Benjamin rush biography book

  • Benjamin rush family tree
  • Benjamin rush cause of death
  • Benjamin rush family tree
  • Rush
    Revolution, Madness, and Benjamin Rush, the Visionary Doctor Who Became a Founding Father
    By Stephen Fried
    Crown. 608 pp. $30

    Dr. Benjamin Rush
    The Founding Father Who Healed a Wounded Nation

    By Harlow Giles Unger
    Da Capo. 300 pp. $28

    Reviewed by Scott Manning

    Buried in Christ Church Cemetery is Philadelphia's homegrown Dr. Benjamin Rush (1745-1813), a figure whose credentials will baffle anyone unfamiliar with his legacy. A short resumé would include signer of the Declaration of Independence, founder of Dickinson College, and treasurer of the U.S. Mint.

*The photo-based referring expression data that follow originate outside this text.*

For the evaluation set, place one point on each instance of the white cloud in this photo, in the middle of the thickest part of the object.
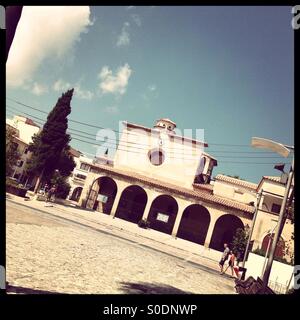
(111, 109)
(39, 89)
(114, 83)
(61, 85)
(152, 87)
(137, 19)
(124, 37)
(83, 94)
(43, 32)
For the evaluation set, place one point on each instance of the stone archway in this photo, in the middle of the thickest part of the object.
(106, 194)
(132, 204)
(163, 213)
(194, 224)
(224, 231)
(280, 247)
(76, 194)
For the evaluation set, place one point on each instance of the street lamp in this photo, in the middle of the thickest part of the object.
(284, 151)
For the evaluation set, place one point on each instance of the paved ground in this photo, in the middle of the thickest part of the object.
(53, 251)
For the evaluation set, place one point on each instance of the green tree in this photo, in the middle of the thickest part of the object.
(12, 154)
(50, 147)
(239, 243)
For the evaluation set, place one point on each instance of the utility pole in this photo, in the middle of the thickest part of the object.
(279, 229)
(252, 226)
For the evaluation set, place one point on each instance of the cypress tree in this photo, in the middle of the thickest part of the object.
(50, 146)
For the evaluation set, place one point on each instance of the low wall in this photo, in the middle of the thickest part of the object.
(280, 274)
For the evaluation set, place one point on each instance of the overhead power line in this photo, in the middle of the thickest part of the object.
(132, 151)
(127, 144)
(100, 127)
(135, 143)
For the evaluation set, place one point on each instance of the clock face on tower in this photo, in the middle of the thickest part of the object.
(160, 142)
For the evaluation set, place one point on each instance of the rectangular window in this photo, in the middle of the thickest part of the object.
(80, 176)
(84, 166)
(20, 163)
(162, 217)
(275, 208)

He was a proponent of abolitionism, voting rights for women and blacks, and treating mental illness humanely — all causes for which he left reams of letters, pamphlets, books, and speeches.

    Rush served as board member and president of numerous societies and organizations that were influential and crucial in the young country's history. He survived the yellow fever epidemic of the 1790s while providing free treatment to Philadelphians, and he served as counsel to Lewis and Clark before their expedition. His references would include Franklin, Adams, and Jefferson.

    Yet, though the late I. Bernard Cohen candidly admitted that Rush "never achieved true greatness," two new books demonstrate the doctor was alw


    The monumental life of Benjamin Rush, medical pioneer and one of our most provocative and unsung Founding Fathers

    FINALIST FOR THE GEORGE WASHINGTON BOOK PRIZE - AMERICAN LIBRARY ASSOCIATION NOTABLE BOOK OF THE YEARBy the time he was thirty, Dr. Benjamin Rush had signed the Declaration of Independence, edited Common Sense, toured Europe as Benjamin Franklin's prot g , and become John Adams's confidant, and was soon to be appointed Washington's surgeon general. And as with the greatest Revolutionary minds, Rush was only just beginning his role in 1776 in the American experiment. As the new republic coalesced, he became a visionary writer and reformer; a medical pioneer whose insights and reforms revolutionized the treatment of mental illness; an opponent of slavery and prejudice by race, religion, or gender; an adviser to, and often the physician of, America's first leaders; and "the American Hippocrates." Rushreveals his singular life and towering legacy, installing him in the pantheon of our wisest and boldest Founding Fathers. Praise for Rush

    "Entertaining . . . Benjamin Rush has been undeservedly forgotten. In medicine . . . and] as a political thinker, he was brilliant."--The New Yorker

    "Superb . . . reminds us eloquently, abundantly, what a brillian
  • benjamin rush biography book
  • Benjamin Rush

    American Innovation Father, doctor of medicine, educator (1746–1813)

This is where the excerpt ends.